Поток радостных возгласов и бесконечных вопросов не прекращался ни на минуту. От тёмного массива леса, со всех сторон обступившего поляну, отделился силуэт мужчины, в котором Вадим и Матвеич однозначно признали Степана Петровича: та же развалистая походка, та же свойственная ему излишняя болтливость – всё тот же неизменный Степан Петрович. Вадим обрадовался, а их общий товарищ спешил присоединиться к ним. Вот только он как-то странно подволакивал ногу. Через плечо было перекинуто ружьё. Когда он подошёл ближе, так что его можно было хорошо разглядеть, оказалось, что нога перевязана оторванным от куртки рукавом, а штанина насквозь пропитана кровью. Руки так же были перепачканы кровью, красные разводы были даже на лице, по всей видимости, он непроизвольно тёр нос и подбородок, и кровавые разводы теперь засохли на вымазанном грязью лице. Кроме того, было видно, что он то ли валялся, то ли ползал по земле, потому что вся одежда была испачкана землёй. Зато на измождённом лице сияла широкая улыбка.
– Мужики, давайте я вам помогу! Матвеич, посторонись! Мы с Вадимом сами управимся! – Степан Петрович приблизился к своим товарищам по несчастью, радостно лопоча себе под нос что-то несвязное, он намеревался отогнать старика от носилок, чтобы самому взяться за них и поскорее спуститься в святилище.
Ну, ладно тебе! Чего раздухарился-то! До сих пор справлялись, да и куда тебе хромому! – нарочно сердито отозвался Матвеич, хотя по нему было видно, что он без колебаний уступит место у носилок своему верному помощнику. Матвеич, как, впрочем, и Вадим, очень обрадовались появлению Степана Петровича, они опасались за его жизнь с тех пор, как услышали выстрелы.

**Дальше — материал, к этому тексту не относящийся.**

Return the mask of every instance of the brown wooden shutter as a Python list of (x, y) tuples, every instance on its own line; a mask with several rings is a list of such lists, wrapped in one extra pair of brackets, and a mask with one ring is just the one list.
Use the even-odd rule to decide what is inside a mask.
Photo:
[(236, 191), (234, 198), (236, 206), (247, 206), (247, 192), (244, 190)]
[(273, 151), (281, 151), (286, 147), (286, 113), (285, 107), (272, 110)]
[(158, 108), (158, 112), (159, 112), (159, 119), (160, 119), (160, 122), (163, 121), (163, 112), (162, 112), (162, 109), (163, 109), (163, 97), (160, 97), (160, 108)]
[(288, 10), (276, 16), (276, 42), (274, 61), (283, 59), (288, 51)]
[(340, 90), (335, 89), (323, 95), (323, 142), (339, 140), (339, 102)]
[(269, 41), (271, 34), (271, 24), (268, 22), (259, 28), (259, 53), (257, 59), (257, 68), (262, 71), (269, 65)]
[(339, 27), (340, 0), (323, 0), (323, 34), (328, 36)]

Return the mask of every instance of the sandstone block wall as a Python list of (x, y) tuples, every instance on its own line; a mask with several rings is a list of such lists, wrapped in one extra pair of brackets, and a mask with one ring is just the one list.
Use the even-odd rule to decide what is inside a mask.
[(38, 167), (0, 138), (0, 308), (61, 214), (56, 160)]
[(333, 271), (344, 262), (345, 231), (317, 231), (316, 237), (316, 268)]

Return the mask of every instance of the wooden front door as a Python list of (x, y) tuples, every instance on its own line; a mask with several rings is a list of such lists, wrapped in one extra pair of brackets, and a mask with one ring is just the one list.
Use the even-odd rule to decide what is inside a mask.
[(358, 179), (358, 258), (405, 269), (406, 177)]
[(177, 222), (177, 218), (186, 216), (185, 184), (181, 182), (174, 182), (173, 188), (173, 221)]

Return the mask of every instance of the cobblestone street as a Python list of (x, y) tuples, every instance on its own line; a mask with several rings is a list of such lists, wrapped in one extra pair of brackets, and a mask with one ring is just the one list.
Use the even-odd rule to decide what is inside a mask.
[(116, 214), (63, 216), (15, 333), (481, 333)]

Теперь, когда он был рядом с ними, стало спокойно, тревога отступила так же стремительно, как грозовые тучи, унесённые вдаль ветром. Все участники похода собрались вместе, вместе они и закончат начатое. Матвеич с Вадимом бережно опустили носилки на землю, руки болели от тяжёлой ноши, суставы ныли, словно больные зубы. Степан Петрович радостно скинул ружьё с плеча, собираясь передать его Матвничу, чтобы заменить старика у носилок. Матвеич протянул руку, чтобы принять ружьё у Степана Петровича, но в этот самый момент тот ударил его прикладом в живот с такой силой, что старик тут же мешком свалился на землю. Не дав Вадиму времени, чтобы осмыслить происходящее. Степан Петрович сделал шаг в направлении Сорокина и ударил его всё тем же прикладом ружья по голове. Вадим попытался защититься от удара рукой, но удар был настолько неожиданным, впрочем, как и вообще всё произошедшее, что движение получилось каким-то смазанным, неуверенным, и приклад без особых помех достиг своей цели. Вадим рухнул на землю, частично завалившись на мокрое, холодное тело Тамары. В глазах поплыло, он видел, как на земле, согнувшись пополам, корчится от боли Матвеич, заходясь в сильном приступе кашля. Над носилками с торжествующей улыбкой стоял Степан Петрович.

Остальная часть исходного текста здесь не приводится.